A first, tentative footstep, as if Jonah was unsure whether or not to stride purposefully along the corridor to the bathroom.
'Oh my God!' yelled the Reverend Tolstoy, in such a manner that the meaning was not entirely cle
ar.
'Come on, Jonah,' said Barney, thinking that at least one of them ought to retain some grasp on sense, however bizarre the circumstances.
'Aye,' said Monroe, 'I've missed my afternoon cup of tea because of this, and you know what happens to my kidneys when I do that.'
'My God forbid it me,' wailed the minister, 'that I should do this thing: shall I drink the blood of these men that have put their lives in jeopardy?'
'You're not drinking my flippin' blood,' said Monroe.
'Arf!'
Another footstep and then another more quickly followed. They could not see him, but they knew he was almost upon them. Ruth gasped. Thomas Petersen was terrified and contemplating making a break for it.
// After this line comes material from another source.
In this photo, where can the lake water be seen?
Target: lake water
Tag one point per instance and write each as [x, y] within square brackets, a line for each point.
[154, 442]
'Stand firm!' barked Barney.
'Come amongst us, Jonah!' cried the minister. 'And feel the hand of the Lord upon you!'
Another step and suddenly Jonah was in their midst. As one, each of the six, these hardy four men and two women, could feel his presence, as if his soul was passing straight through them. And each of them suddenly felt the most burning desire to go to the toilet.
Ruth gasped, Tolstoy ejaculated strangely, Petersen whimpered.
'Jesus,' said Barney.
'Good thing I wore my incontinence pants,' said Monroe glumly, even though he had for once found the positive in a situation.
And then, as instantly as it had come, the feeling of intense, bladder-bursting need had passed and Jonah's footsteps trudged on in the direction of the bathroom. Relief swept through each of the six as the sensation of need disappeared, yet they were each left with a great comprehension of Jonah's bane.
'Free him, Lord!' howled the minister, 'now that we have each shared in the anguish of his urinary torment. Free him! Free his soul! Free his urine from its eternal prison!'
Petersen finally cracked and pulled his hand away from Tolstoy. On his other side, Igor held tight and would not let him away.
'Do not break the circle!' shouted Tolstoy, flailing around for Petersen's hand.
'I want to!' he wailed back.
'Hold her hand!' barked Barney authoritatively. 'Do it!'
Petersen swallowed, big wide nervous eyes, and allowed Tolstoy to grab onto his cold and damp fingers.
'Girl,' said Monroe gruffly.
They heard the sound of the bathroom door open and close and then lock, although they did not see it move.
'Here we go, Lord!' screamed Tolstoy, as if Jonah was clean through on the goalkeeper in the last minute of the World Cup Final. 'Freedom!'
She paused. She gripped tightly onto Barney and Petersen. There was a silence, as they stood and waited, bodies tense, every sense strained and directed towards the bathroom.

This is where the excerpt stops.